For text LLM workloads, the same pattern applies: concurrent-calls-per-route is graphed against llm.token_count.prompt, p99 latency, and evaluator scores. When concurrency rises and quality drops, the routing-policy fallback ladder (cost-optimized → least-latency → strong-model) absorbs the shift.
How to Measure or Detect Concurrent Calls
Useful signals when monitoring concurrent calls:
- Concurrent-sessions-per-replica (dashboard signal): the canonical fleet-saturation metric for voice systems.
- Concurrent-requests-per-route (dashboard signal): the text-LLM equivalent; pair with model and tenant.

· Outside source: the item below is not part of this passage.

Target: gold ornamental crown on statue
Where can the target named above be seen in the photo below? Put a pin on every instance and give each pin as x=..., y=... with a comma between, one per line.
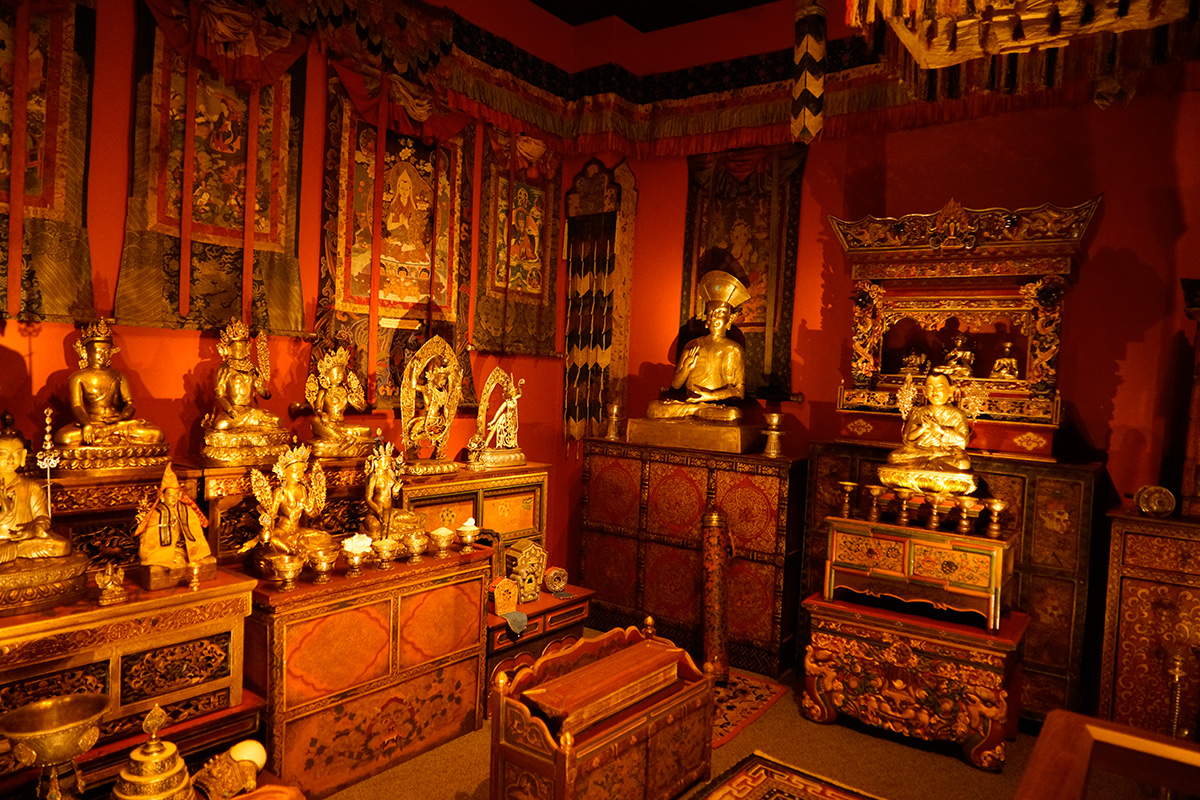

ASRAccuracy: drops first under saturation in voice fleets; the leading-edge quality signal.AudioQualityEvaluator: flags glitch-rate, dropouts, and codec artifacts that spike with concurrency.- Time-to-first-audio p99: paired with concurrency for capacity planning; saturation knee is visible on the graph.
ConversationResolution: the AI-side end-state metric that captures “did saturation actually break the call.”
Measure the knee, not just peak load. Run a ramp test with a fixed traffic mix, mark the first point where p99 or evaluator score breaks threshold, and store that as a route-level SLO. Re-run the test after model, TTS, ASR, or replica-size changes.
Minimal Python:
from fi.evals import ASRAccuracy, AudioQualityEvaluator
asr = ASRAccuracy().evaluate(
audio_path="/sessions/abc.wav",
reference_text=ground_truth,
)
audio = AudioQualityEvaluator().evaluate(
audio_path="/sessions/abc.wav",
)
print(asr.score, audio.score)
Common mistakes
- Targeting 100% concurrency. Sustained 100% utilization removes the headroom that absorbs provider jitter, retries, and replica restarts; capacity plans need a p95 operating band.
- Treating concurrency as a single number. Per-replica, per-route, per-tenant, and per-region views isolate different failures; one global average hides hot shards during regional launches.
- Ignoring cold-start cost. Aggressive scale-down creates the next pause after a traffic dip; tune scale-down with time-to-first-audio, p99 latency, and active call duration.
- No quality cross-check. A higher concurrency target is not safe unless
ASRAccuracy,AudioQualityEvaluator, and latency stay inside the launch threshold for the same traffic cohort. - Hand-tuning thresholds in production. Replay representative call profiles with
LiveKitEngine, then ship the limit through routing policy or autoscaling config before changing production limits.
Frequently Asked Questions
What are concurrent calls?
Concurrent calls are the number of simultaneous, in-flight requests an LLM or voice-AI fleet is handling at any moment. The metric drives capacity planning, autoscaling, and routing decisions across model and voice-agent serving layers.
How do concurrent calls differ from requests-per-second?
Requests-per-second is throughput — how many requests start in a second. Concurrent calls is the in-flight count. A 10 RPS workload with 4-second average latency runs 40 concurrent calls; the two metrics are related but distinct.
How does FutureAGI measure concurrent-call effects?
FutureAGI captures concurrency as a span attribute via traceAI integrations and surfaces saturation effects through latency p99, AudioQualityEvaluator, and ASRAccuracy in the observability dashboard.